Caleb rit un peu. "N-non… enfin, un peu. J'veux dire, mes parents biologiques. Nath c'est juste mon ami, même s'il agit comme mon père, des fois."
"Oh... ok." Elle se leva. "Ils vivent où, ta famille? J'pourrais aller leur parler." Demanda-t-elle, plaçant sa main sur la poignée.
"Oh, dans le complexe Mirabel, à l'appartement 7-"
Soudainement, le souvenir de son kidnapping, quand il était enfant, surgit.
"J-je sais pas si ils seraient contents de voir un Ange, par contre."
Elle haussa un sourcil. "Pourquoi?"
"Parce que, c'est à cause de Jezebel q-que, qu'on m'a enlevé de ma maison, et tout.."
Elle sourit. "Oh. Non, c'est correct. Ils se souviennent pas de ton kidnapping."
Caleb fronça les sourcils, surpris par cette nouvelle. "Q-quoi??"
Elle rit. "J'peux pas te dire pourquoi, par contre. Faut que tu t'en souvienne. Ordres de… Mikhael lui-même."
Puis, rapidement, elle s'éclipsa, et Caleb resta seul dans la chambre. Enfin, pour quelques secondes seulement, car, avant même qu'il n'aie le temps de penser à ce que Élizabeth lui avait dit, Nathanahel revint rapidement, trimballant la chaise.

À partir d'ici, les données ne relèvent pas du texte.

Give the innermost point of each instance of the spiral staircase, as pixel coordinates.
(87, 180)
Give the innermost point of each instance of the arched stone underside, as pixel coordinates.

"Ça va?" Fit-il, le prenant dans ses bras pour le faire s'asseoir.
Caleb hocha la tête. "Elle est allé chercher mes parents."
À cette mention, Nathanahel figea, et fit une grimace de confusion. "H-hein??"
Caleb rit, et lui tapota l'épaule. "J'ai beaucoup de choses à te raconter, huh?"